The Trump administration has reportedly reversed an executive ordered framework called The Presidential Policy Directive 20 from the Obama era for how and when the US can execute cyber attacks. According to reports, President Trump undid the order which consisted of a list of rules detailing a multi-agency process that must be followed before carrying out an attack. In the words of the previous administration’s cybersecurity coordinator Michael Daniel, the directive was “designed to ensure that all appropriate equities got considered when you thought about doing an offensive cyber operation.”
Some were concerned that this decision would leave a gap in the rules delineating the use of cyber weapons. According to the Wall Street Journal, the original source for the news of Trump’s decision, “it wasn’t clear what rules the administration is adopting to replace the Obama directive.” WSJ writes that “A number of current US officials confirmed the directive had been replaced but declined to comment further, citing the classified nature of the progress.”
What these critics seem to miss is the very point of undoing Directive 20.
Trump and Cyber
The president has a very noteworthy record when it comes to cyber issues. He has arguably taken more steps to bolster America’s IT than any of his predecessors. Trump began this trend a year ago in August 2017 when he elevated the military’s collective cyber assets to the status of a full command. Two months later, Trump pushed forward the creation of the National Protection and Programs Directorate (NPPD), an independent body charged with the safety of domestic digital infrastructure. While the actual creation of NPPD was finalized by a Congressional vote, the emergence of the new agency was the result of a broader administration policy direction to give cyber security the primacy it deserves. Other high-profile decisions taken by Trump have included several restrictions on foreign technology for government use such as the Kaspersky ban, programs to strengthen infrastructure connected to political elections, and an executive order that initiated programs to protect critical digital infrastructure throughout the US.

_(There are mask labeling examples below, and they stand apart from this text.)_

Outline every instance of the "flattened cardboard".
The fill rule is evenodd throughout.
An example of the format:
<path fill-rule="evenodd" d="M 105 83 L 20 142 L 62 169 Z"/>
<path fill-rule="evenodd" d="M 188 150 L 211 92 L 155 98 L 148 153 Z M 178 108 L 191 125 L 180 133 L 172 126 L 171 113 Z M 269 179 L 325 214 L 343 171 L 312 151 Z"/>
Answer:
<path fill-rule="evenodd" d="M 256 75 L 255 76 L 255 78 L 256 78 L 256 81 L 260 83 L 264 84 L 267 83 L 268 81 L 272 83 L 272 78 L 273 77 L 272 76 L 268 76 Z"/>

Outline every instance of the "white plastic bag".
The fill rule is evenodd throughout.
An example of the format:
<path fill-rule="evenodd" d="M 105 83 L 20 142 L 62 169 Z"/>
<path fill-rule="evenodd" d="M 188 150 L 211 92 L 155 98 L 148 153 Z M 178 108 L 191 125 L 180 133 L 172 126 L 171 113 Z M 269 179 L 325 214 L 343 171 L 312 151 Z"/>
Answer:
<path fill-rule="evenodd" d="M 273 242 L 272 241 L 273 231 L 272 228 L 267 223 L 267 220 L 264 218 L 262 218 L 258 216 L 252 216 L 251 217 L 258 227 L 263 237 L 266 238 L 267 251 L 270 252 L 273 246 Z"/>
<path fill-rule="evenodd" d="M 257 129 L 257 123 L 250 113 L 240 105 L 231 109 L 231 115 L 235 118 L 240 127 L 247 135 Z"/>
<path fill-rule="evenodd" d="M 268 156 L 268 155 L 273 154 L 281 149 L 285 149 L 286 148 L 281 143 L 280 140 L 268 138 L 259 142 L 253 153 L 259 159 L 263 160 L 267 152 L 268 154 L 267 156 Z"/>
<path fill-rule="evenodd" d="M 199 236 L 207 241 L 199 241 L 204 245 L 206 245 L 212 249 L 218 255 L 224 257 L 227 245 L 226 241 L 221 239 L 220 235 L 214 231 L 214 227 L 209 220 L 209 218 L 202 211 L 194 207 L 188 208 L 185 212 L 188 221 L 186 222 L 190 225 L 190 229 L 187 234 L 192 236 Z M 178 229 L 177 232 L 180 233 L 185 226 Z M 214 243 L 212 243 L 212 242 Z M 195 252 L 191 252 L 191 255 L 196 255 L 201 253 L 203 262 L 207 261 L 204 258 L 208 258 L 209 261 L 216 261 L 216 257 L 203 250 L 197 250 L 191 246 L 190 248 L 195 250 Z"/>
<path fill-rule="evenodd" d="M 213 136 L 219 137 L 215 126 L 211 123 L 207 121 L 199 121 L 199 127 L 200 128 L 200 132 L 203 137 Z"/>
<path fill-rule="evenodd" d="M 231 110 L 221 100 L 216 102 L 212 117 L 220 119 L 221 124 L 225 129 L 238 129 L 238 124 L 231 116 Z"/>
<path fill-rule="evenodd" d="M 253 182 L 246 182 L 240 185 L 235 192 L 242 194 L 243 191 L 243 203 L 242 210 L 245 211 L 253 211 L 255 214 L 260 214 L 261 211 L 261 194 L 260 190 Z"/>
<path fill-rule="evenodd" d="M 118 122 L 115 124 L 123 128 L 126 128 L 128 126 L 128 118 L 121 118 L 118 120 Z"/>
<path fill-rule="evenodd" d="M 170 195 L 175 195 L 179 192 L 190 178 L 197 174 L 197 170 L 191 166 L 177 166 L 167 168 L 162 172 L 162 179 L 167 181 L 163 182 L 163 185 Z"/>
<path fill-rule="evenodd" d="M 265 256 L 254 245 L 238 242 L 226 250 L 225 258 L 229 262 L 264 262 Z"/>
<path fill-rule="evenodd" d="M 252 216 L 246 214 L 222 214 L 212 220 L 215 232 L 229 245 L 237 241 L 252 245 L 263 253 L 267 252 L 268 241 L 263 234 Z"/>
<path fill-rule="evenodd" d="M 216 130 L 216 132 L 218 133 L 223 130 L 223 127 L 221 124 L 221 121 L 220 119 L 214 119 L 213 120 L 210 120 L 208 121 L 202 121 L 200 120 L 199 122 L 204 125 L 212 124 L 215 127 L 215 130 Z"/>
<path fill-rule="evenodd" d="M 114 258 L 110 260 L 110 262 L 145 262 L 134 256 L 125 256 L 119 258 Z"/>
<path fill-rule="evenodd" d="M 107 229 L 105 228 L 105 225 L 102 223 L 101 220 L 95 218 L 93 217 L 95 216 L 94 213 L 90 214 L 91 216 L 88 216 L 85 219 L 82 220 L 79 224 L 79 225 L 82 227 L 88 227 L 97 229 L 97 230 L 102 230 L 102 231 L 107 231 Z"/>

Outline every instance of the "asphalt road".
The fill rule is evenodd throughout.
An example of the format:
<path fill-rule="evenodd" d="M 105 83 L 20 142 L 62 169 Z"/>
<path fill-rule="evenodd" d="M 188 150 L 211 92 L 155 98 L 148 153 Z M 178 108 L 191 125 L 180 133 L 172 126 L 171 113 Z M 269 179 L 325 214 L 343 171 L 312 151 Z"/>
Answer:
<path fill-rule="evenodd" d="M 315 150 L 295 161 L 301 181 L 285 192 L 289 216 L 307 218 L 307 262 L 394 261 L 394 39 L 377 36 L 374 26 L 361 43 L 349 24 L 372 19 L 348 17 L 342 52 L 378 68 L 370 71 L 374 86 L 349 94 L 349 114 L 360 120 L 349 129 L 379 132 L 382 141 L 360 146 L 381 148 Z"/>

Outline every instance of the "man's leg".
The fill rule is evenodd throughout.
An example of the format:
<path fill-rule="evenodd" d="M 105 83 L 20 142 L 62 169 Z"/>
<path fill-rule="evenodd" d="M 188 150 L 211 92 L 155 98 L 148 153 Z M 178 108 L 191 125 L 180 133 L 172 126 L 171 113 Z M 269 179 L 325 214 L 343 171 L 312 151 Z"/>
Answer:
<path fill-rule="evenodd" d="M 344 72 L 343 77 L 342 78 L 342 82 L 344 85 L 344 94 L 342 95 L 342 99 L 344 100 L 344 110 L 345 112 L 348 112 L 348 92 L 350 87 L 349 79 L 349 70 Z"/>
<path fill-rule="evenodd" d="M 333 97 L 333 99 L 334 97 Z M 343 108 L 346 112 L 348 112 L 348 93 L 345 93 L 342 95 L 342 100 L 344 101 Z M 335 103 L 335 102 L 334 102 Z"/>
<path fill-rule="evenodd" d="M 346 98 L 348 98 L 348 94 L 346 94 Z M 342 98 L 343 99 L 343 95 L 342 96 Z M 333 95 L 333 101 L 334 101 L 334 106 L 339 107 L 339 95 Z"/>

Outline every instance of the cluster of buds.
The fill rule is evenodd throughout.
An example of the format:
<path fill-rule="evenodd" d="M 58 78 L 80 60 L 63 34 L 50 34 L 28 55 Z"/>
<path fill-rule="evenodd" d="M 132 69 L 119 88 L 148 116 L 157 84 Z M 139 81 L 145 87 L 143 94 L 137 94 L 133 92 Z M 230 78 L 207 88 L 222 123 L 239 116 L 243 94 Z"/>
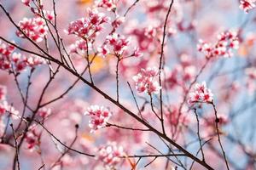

What has been common to nearly all of these steps, for the most part, is that they’ve been mostly defensive in nature.
Trump’s undoing of Directive 20, while not as big in magnitude as creating a new federal agency, was a clear move in the offense direction.
As one administration official briefed on the decision described it, Trump’s move was an “offensive step forward.” The fact that there was a significant loosening of the rules governing the use of cyber weapons sends a signal of America’s willingness to use them. As the same official added, the prime intended recipients of this deterrence message are those intending to manipulate US elections through the digital sphere. A point worth noting is that plans to undo the restrictions began in April, shortly after John Bolton took up his post as the National Security Advisor. Bolton’s well known hawkish stance on defense issues were likely a major factor in pushing forward the matter of Directive 20.
As cyber slowly becomes the primary sphere in which the US is targeted by adversaries, the solutions will not be limited to protecting American assets. It is now clear that the US will also be preparing the ability to retaliate.